Graceful lines of cypress trees, hills dotted with olive trees, rows of grape vines which follow the rise and fall of the land. We are in the heart of Tuscany, immersed in a landscape where the city of Siena, with its magnificent cathedral, reigns supreme. Innumerable the places to visit within the city's medieval perimeter walls: first and foremost the immense central square of Piazza del Campo where, twice a year (on the 2nd of July and 16th of August), the famous Palio horse race is run. An impressive number of artistic masterpieces are housed in Siena's museums, including works by Duccio di Buoninsegna, Simone Martini, Pinturicchio, and Jacopo della Quercia.
South of Siena, extending over some five hundred square kilometers, we find the stunning Crete Senesi. Travelling along the Via Laurentana towards Asciano, we pass through the ochre colored hillside from which the deep "sienna" yellow is obtained, a color which featured predominantly on the canvases of nearly all of Italy's greatest renaissance artists. Once within the 14th century perimeter walls of the town of Asciano, we have the opportunity to visit the Museum of Sacred Art and to admire Ambrogio Lorenzetti's splendid "St Michael killing the dragon".
Just 13 kilometers from Asciano, hidden away amongst a wood of cypress trees which opens out to reveal a stunning view of the Crete, lies the Benedictine Abbey of Monte Oliveto Maggiore; where the devotion of the monks and the beauty of Renaissance art joined in the most exquisite expression of man's faith.
Journeying on towards the Ombrone valley, we make a slight detour so as to visit another abbey: that of San Galgano. Left roofless after its vaulted ceiling collapsed, San Galgano is one of those places, enshrouded in legend and mystery, which, once seen, are quite impossible to forget. Close by, there is a monastery and a chapel containing important frescoes by Lorenzetti.
A patchwork of olive and vine covered hills greets us as we approach Montalcino. The town, which has perfectly conserved its medieval plan, is known world wide for the production of the excellent Brunello di Montalcino. No tour of the town can be considered complete without having first paid visit to at least one of Montalcino's prestigious wineries. Eight kilometers from Montalcino, lies the Abbey of St Antimo, arguably the most important example of Romanesque architecture in the whole, of Tuscany.

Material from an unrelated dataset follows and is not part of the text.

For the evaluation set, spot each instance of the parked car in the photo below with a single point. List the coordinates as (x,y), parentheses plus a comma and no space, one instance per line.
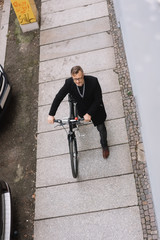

Along roads which wind their way through the gentle Tuscan hillside we soon arrive in Pienza. This hilltop town is the result of Pope Pius II's desire to create a town built entirely according to renaissance principles of urban design. Bernardino Rossellino, pupil of the great Leon Battista Alberti, was the architect responsible for its completion. A number of viewpoints created along the walkway skirting the town, allow the visitor to enjoy breathtaking views over the whole of the Orcia valley.
Directly opposite Pienza lies the fascinating village of Bagno Vignoni, ancient spa town where Lorenzo il Magnifico frequently came so as to ease his crippling arthritis in the warm, sulphurous waters. In the center of the village there are the baths which featured in Andrei Tarkovsky's legendary film, "Nostalgia".
Travelling Southwards towards the Monte Amiata, we enter a lush green landscape characterised by thick woods of chestnut trees. Well worthy of visit, the three small towns of Abbadia San Salvatore, Radicofani, and Santa Fiora. Having skirted the mountain, we continue in the direction of Pitigliano. The town, constructed in the middle ages on a great spur of tufo, is home to a wonderful concoction of medieval and renaissance buildings. Not to be missed, Palazzo degli Orsini and the Jewish Ghetto.